AI makes irradiation forecasts more accurate

The NeuRaSat project improves the accuracy of irradiation forecasts using satellite data. Accurately forecasting solar irradiation and cloud behavior is essential to defining expected power generation, energy trading and the safe operation of power grids. This process focuses in particular on cloud position, movement and density.

The aim of the Temporal Fusion Transformers (TFT) project is to demonstrate wind forecasting. The large volume of data can be processed in a model that can calculate a probabilistic power forecast for any given wind farm. It does so by pooling spatio-temporal dependencies that are available for different locations and times. Wind speed data from one measurement location is incorporated into forecasts for other locations.

Grid operators need reliable forecasting for operations just as much as power generators. Probabilistic grid condition forecasting considers different weather models and assesses their probability using a neural network. This also includes improbable but highly relevant events. AI can also be used to make more precise estimates of network topology. The Vertical Load Forecasting project applies Deep Learning using a method based on a Long-Short Term Memory (LSTM) ANN.

Grid operation as a simulation training task

The AI OPF project investigates whether DRL is suitable for eliminating network congestion and for flexibility calls, taking forecasting uncertainties into account. To do so, a grid simulator is used to train the system. The application is aimed at new regulations for the lower voltage range.

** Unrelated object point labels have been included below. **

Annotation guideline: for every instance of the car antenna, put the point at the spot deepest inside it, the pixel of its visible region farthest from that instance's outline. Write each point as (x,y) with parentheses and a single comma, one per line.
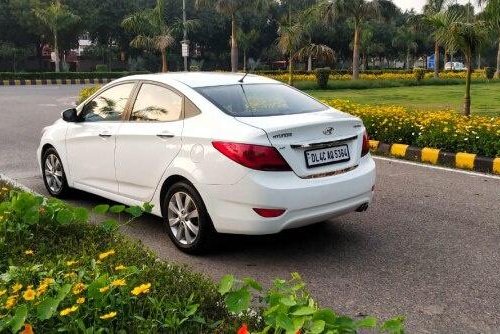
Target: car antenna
(241,80)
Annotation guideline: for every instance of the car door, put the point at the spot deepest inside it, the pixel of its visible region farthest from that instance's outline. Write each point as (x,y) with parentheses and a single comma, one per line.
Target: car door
(91,142)
(149,141)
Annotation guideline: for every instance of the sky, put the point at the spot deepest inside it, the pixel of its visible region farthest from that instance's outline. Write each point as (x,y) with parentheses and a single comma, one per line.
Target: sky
(418,4)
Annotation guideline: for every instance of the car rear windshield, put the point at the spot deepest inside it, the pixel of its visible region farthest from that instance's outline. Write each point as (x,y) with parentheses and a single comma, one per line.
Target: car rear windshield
(253,100)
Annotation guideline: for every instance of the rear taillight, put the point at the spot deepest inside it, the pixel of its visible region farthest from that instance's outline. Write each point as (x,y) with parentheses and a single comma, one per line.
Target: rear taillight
(269,213)
(258,157)
(366,144)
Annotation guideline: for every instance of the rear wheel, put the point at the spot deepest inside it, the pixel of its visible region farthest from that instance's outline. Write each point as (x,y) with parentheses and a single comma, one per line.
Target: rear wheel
(188,223)
(54,177)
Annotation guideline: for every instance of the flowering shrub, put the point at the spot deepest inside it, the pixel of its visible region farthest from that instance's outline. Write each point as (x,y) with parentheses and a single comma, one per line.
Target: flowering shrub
(60,274)
(477,74)
(444,129)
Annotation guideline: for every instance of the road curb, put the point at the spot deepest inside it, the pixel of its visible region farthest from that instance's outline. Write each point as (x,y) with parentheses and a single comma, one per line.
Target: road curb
(435,156)
(36,82)
(16,184)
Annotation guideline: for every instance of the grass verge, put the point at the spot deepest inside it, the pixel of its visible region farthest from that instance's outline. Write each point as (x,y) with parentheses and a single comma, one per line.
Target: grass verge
(61,274)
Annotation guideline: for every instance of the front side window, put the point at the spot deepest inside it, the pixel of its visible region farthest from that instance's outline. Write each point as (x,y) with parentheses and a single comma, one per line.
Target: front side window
(156,103)
(253,100)
(107,106)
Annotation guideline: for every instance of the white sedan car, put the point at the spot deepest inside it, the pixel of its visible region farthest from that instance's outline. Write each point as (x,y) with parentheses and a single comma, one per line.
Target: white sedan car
(212,152)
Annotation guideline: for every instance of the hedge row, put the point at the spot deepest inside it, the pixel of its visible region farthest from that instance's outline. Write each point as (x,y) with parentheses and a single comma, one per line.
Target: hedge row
(444,129)
(63,75)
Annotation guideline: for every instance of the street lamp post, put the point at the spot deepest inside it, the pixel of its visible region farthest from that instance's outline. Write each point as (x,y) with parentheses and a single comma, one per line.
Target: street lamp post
(184,42)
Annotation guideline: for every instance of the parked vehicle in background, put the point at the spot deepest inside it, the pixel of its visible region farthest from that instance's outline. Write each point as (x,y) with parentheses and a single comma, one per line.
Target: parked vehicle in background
(455,66)
(212,152)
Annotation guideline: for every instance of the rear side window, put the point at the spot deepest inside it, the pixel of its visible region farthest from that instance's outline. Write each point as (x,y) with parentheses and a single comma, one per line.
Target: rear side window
(107,106)
(156,103)
(260,100)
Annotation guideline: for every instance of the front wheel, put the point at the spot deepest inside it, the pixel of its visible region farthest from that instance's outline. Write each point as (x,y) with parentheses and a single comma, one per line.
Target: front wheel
(54,177)
(188,223)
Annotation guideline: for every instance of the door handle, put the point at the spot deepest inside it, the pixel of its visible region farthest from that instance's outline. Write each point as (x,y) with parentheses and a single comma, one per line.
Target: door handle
(165,135)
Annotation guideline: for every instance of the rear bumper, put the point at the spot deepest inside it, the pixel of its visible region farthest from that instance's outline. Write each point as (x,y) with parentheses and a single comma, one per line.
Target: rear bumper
(306,201)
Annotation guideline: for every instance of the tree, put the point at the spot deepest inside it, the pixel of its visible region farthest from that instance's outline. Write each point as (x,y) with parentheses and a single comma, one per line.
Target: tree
(152,31)
(290,38)
(406,37)
(231,8)
(358,11)
(56,17)
(458,33)
(431,9)
(492,17)
(247,40)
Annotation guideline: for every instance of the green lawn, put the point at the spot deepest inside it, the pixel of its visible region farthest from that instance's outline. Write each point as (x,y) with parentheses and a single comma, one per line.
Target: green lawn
(485,97)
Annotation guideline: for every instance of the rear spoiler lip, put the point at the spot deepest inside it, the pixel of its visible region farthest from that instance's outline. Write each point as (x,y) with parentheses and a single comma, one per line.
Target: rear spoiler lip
(325,143)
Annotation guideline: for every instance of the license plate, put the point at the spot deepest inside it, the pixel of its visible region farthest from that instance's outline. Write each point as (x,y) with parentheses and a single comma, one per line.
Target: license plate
(327,156)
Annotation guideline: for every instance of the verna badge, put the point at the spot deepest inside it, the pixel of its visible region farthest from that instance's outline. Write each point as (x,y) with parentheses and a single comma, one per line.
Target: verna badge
(328,131)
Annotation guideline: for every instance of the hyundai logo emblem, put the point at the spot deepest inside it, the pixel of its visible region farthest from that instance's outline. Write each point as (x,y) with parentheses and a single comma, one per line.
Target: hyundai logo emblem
(328,131)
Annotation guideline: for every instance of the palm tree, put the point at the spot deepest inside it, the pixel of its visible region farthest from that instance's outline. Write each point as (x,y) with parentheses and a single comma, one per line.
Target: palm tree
(358,11)
(405,38)
(290,38)
(458,33)
(56,17)
(247,39)
(152,31)
(231,8)
(492,17)
(432,8)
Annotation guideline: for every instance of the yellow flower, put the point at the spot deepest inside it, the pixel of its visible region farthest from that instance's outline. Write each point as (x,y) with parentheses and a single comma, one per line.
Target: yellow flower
(107,316)
(11,302)
(68,310)
(78,288)
(104,255)
(119,282)
(29,294)
(16,287)
(71,274)
(120,267)
(143,288)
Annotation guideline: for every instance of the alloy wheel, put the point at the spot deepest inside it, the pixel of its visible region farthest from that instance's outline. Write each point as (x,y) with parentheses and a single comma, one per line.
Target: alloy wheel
(183,218)
(54,173)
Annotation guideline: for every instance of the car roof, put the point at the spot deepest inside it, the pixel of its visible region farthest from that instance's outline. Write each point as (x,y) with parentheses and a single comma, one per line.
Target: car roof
(202,79)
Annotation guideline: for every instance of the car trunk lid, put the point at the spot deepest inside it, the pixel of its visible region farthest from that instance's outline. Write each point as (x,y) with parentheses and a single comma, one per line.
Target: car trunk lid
(309,142)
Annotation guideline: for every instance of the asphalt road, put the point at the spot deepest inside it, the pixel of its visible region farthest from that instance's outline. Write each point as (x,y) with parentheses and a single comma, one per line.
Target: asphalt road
(428,248)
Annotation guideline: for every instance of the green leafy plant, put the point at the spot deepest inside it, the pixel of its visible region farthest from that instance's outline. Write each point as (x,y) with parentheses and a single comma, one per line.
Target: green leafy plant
(419,74)
(322,77)
(101,68)
(489,72)
(287,307)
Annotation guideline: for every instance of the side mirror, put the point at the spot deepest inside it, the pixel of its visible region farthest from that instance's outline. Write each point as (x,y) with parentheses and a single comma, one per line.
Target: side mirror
(70,115)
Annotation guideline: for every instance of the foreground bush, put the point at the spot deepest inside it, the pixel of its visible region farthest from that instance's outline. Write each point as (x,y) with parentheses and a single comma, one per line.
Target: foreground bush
(61,274)
(446,130)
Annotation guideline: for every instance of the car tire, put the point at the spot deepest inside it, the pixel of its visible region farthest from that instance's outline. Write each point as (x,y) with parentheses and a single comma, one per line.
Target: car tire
(186,218)
(53,174)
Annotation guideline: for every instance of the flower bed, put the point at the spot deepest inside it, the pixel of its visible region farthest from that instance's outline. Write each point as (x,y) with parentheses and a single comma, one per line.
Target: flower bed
(446,129)
(61,274)
(477,74)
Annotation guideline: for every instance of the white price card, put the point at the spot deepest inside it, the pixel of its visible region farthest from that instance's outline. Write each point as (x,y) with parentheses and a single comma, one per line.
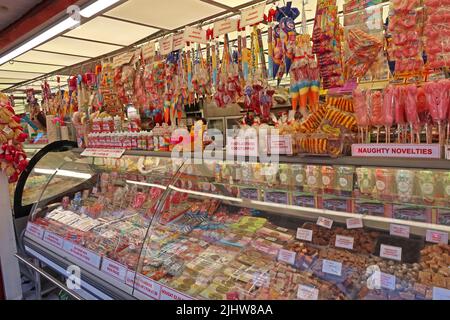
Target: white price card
(324,222)
(387,281)
(304,234)
(261,279)
(35,230)
(53,239)
(332,267)
(279,144)
(82,254)
(344,242)
(195,35)
(225,26)
(166,45)
(286,256)
(437,237)
(149,50)
(391,252)
(170,294)
(103,153)
(399,230)
(354,223)
(307,293)
(242,146)
(148,286)
(114,269)
(390,150)
(441,293)
(129,278)
(178,42)
(252,15)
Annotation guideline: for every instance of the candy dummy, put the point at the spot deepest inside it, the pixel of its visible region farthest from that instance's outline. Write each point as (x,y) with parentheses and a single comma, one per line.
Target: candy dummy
(405,183)
(12,158)
(376,112)
(361,113)
(399,111)
(388,110)
(412,115)
(437,97)
(424,114)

Distribution system operators can use it to support their system control in line with the Redispatch 2.0 specifications.

In the CTRL (Cognitive Train/Test System for Reinforcement Learning using Labs) project, an agent for controlling a local grid transformer is used to demonstrate how voltage stability can be automated. This involves agents gradually preparing for their areas of application, starting with simulation pretraining, followed by realistic hardware-in-the-loop methods, and ending with field tests.

New methods for detecting microgrids with AI support are being developed in the AIsland project. These methods are sensitized in a particular way so as to detect unwanted microgrids in grid structures with a high converter penetration.

It is already conceivable that the entire power grid will one day operate automatically. As part of the international competition “L2RPN Challenge” (“Learn to Run a Power Network”), launched by the French transmission system operator RTE, a self-learning agent demonstrated that fluctuating inputs and loads can be used to bypass maintenance work and malicious attacks. The agent developed as part of the KESL2RPN project took fifth place out of 50 international participants.

AI can also drive the development of new devices. Specifically, in the InvEx project, K-ES scientists are investigating whether an expert system can be used to shorten the development time for converters. A database for converter parts and components, topologies and control algorithms operates at the core of the AI application.

A cognitive system can independently determine its own state and that of its assets on the basis of the information available and learn to achieve predetermined goals independently through the ability to adapt. Cognitive energy systems represent a key technology in the energy transition. Applications in the electricity sector can be found in the field of grid management and the management of generation and consumption.